Tolkien saw himself as the inheritor of an English racial memory of Faery. In his earliest legends (now published as Lost Tales) England had indeed been a part of Faery - with a place to place mapping between mythic and modern places, and England was especially favoured for this reason. Tolkien regarded this inherited memory as coming down his mother's side of the family, and therefore centred in Warwickshire (Mercia).

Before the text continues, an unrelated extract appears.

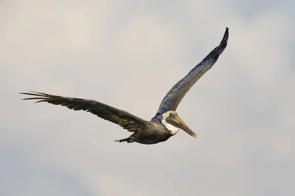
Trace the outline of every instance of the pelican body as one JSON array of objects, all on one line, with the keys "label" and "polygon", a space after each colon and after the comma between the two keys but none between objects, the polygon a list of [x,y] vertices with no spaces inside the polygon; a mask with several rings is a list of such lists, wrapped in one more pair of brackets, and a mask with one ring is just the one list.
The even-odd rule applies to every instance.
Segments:
[{"label": "pelican body", "polygon": [[197,138],[196,134],[183,122],[175,111],[186,93],[206,72],[211,69],[225,49],[229,37],[228,30],[227,27],[219,46],[214,48],[166,94],[156,115],[150,121],[94,100],[55,96],[35,91],[21,94],[35,96],[23,99],[37,99],[39,100],[35,102],[46,102],[66,106],[74,110],[89,112],[133,132],[128,138],[115,140],[116,142],[137,142],[146,145],[157,144],[165,142],[175,135],[179,128]]}]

And Tolkien had less strong but similarly mystical feelings about Oxford as he did about the nearby West Midlands of England, and of course he spent most of his working life at the University, and this was where most of his friends lived. But mostly, for Tolkien, Oxford had a special role in scholarship related to Faery. And from a practical point of view, Oxford in the early and mid-twentieth century was the perfect place from which knowledge of Faery might have been disseminated throughout the rest of England.

So, my guess is that the NCP novel would have described the Inkling's-like Notion Club in Oxford as having first established a psychic link with Faery - with visionary material glimpsed during dreams, then having recovered extensive documentary evidence from Faery, and brought it back to Oxford for secret safe-keeping, translation and dissemination. The benefits of this mythic, faery knowledge would then enhance first the Notion Club members, then the rest of the University, with elven craft, depth, wisdom and mystery. A special quality in the work of the Notion Club, and Oxford, would have been recognized by the English (who were genetically predisposed to appreciate it) and the effects and benefits would have been spread throughout England by means of Oxford's role in educating the administrators and teachers of the rest of England.

So, in order to re-establish contact between Middle Earth and Faery there would need to be efforts form both sides: both a push and a pull. On the one hand there was a push from the members of the Notion Club, who sensed the shallowness and literalness of their world, the damage of materialism, and the ugliness of industrialization (e.g. Ramer's horrible dream of Oxford through the ages) - and sought to enrich life by contact with Faery. And on the other hand there was a pull from the inhabitants of Faery. The elves were assumed to have benign intentions towards humans and seek to help them.

Especially the inhabitants of Faery wish to help Men to adopt an attitude of love towards nature; to become 'elvishly' capable of disinterested craft, art, science and scholarship as things to be loved for their own sakes, rather than as a means to another end.

In sum - the The Notion Club Papers would (I imagine) describe how the post-medieval process of 'myth turning into history' would be reversed; and first the Notion Club, then Oxford, then England, then maybe eventually the World - might again connected with Faery, and re-enchanted by elvish wisdom and suffused with an elvish perspective.